애초에 그러면 각각의 트리를 어떻게 적합한거지?

A. 재현의 확인

- 아이디어 :

처음부터 yhat을 강하게 학습하지 않고 약하게 조금씩 학습하다.
부족한 공부는 (학습이 덜 되어있는 부분 : SSE = y - yhat)은 조금씩 강화하면서 보완하자.

- 구현 : my_trees, my_residuals를 직접 구현

trees[0]

DecisionTreeRegressor(criterion='friedman_mse', max_depth=3,
                      random_state=RandomState(MT19937) at 0x13753387440)

my_trees = []
my_residuals = []

res = y - y.mean()  ## 잔차(태초의)

## 100번 공부
for i in range(100) :
    tree = sklearn.tree.DecisionTreeRegressor(max_depth = 3, criterion = 'friedman_mse')
    tree.fit(X, res)  ## 아직 적합되지 못한 잔차에 대해서 적합을 함(오버피팅???)
    yhat = tree.predict(X)
    res = res - yhat*0.1  ## 학습한 것을 다 반영하지 말고 learning_rate만큼만 반영하자.
    my_trees.append(tree)
    my_residuals.append(res)

## 덜 깊게 적합하는 선에서 잔차를 적합하고, 또 적합하고... 이 과정을 100번 반복한다.

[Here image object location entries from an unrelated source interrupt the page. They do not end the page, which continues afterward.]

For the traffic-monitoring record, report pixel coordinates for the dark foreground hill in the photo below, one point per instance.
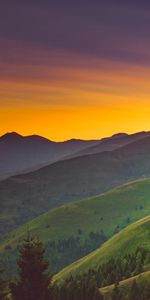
(19, 154)
(25, 197)
(73, 230)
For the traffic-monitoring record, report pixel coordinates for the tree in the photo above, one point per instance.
(34, 281)
(3, 286)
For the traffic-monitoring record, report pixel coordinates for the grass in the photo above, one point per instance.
(125, 285)
(127, 241)
(109, 212)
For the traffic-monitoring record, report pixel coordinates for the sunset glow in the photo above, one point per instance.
(64, 93)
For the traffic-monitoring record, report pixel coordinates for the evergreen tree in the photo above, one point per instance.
(3, 286)
(33, 282)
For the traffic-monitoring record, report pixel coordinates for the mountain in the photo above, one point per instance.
(125, 242)
(112, 143)
(22, 154)
(125, 285)
(19, 154)
(27, 196)
(78, 224)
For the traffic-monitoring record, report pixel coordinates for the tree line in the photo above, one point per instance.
(35, 282)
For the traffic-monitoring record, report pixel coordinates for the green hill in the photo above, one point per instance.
(125, 285)
(73, 230)
(127, 241)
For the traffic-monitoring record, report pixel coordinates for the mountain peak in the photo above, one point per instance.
(120, 134)
(11, 136)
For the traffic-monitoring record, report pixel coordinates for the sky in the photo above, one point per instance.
(74, 69)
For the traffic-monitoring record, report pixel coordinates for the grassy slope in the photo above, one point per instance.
(136, 234)
(125, 285)
(102, 212)
(23, 198)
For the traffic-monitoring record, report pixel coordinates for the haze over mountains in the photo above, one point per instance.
(26, 196)
(22, 154)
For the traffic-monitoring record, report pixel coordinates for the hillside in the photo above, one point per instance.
(81, 221)
(125, 285)
(112, 143)
(19, 154)
(127, 241)
(27, 196)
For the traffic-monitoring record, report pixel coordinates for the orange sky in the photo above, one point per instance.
(89, 100)
(70, 70)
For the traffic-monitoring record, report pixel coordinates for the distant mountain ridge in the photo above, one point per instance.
(27, 196)
(21, 154)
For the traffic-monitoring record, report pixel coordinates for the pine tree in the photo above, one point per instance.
(33, 282)
(3, 286)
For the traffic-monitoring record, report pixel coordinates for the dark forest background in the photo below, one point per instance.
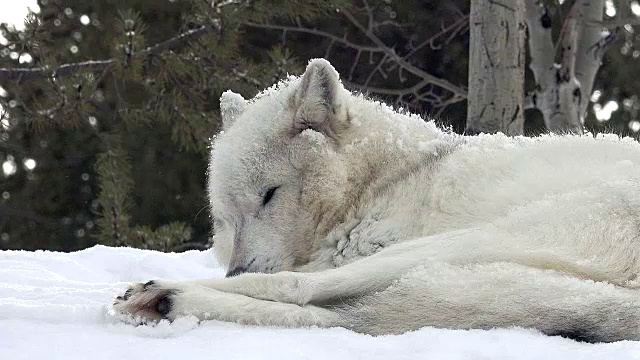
(108, 106)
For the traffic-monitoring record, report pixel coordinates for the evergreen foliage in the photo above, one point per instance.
(116, 100)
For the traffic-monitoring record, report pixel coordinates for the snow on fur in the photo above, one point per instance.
(56, 306)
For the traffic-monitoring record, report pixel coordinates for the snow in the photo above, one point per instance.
(56, 306)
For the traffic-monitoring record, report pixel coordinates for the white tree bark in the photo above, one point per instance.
(496, 67)
(564, 72)
(590, 48)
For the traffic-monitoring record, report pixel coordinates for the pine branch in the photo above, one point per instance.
(25, 74)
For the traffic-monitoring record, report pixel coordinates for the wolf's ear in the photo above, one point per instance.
(317, 101)
(231, 106)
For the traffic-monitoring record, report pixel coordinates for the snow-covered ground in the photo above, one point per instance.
(55, 306)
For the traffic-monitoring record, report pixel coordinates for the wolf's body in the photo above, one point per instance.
(333, 210)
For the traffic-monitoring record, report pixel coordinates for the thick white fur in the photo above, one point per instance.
(383, 223)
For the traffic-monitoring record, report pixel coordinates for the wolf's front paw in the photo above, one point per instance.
(144, 303)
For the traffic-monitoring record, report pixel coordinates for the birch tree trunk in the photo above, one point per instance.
(496, 67)
(564, 72)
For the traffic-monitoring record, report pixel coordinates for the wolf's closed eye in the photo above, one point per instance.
(268, 195)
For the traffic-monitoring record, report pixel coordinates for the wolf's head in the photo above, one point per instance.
(276, 182)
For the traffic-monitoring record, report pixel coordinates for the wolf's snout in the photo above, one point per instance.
(236, 271)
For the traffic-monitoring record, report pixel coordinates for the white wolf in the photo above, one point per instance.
(334, 210)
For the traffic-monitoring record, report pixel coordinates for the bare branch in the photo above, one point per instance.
(404, 65)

- 비교 : my_trees와 trees의 비교(고정된 i)

i = 10
fig = plt.figure()
ax = fig.subplots(2,2)
plt.close()

ax[0,0].plot(X, y, 'o', alpha = 0.5)
ax[0,0].plot(X, ensemble(trees, i), '--')
ax[0,0].set_title('Boosting yhat')

ax[0,1].plot(X, y, 'o', alpha = 0.5)
ax[0,1].plot(X, ensemble(my_trees, i), '--')
ax[0,1].set_title('Handmade yhat')

sklearn.tree.plot_tree(trees[i], max_depth = 0, ax = ax[1,0], feature_names = X.columns.to_list())
sklearn.tree.plot_tree(my_trees[i], max_depth = 0, ax = ax[1,1], feature_names = X.columns.to_list())

fig

모두 일치하는 것을 알 수 있다. 잘 구현함

- 비교 : 애니메이션

## ax가 2차원 개체가 for문을 직접 걸어줄 수 음슴.

fig, ax = plt.subplots(2,2)
plt.close()

def func(frame) :
    for i in range(2) :
        for j in range(2) :
            ax[i,j].clear()
            ax[i,j].plot(X, y, 'o', alpha = 0.5)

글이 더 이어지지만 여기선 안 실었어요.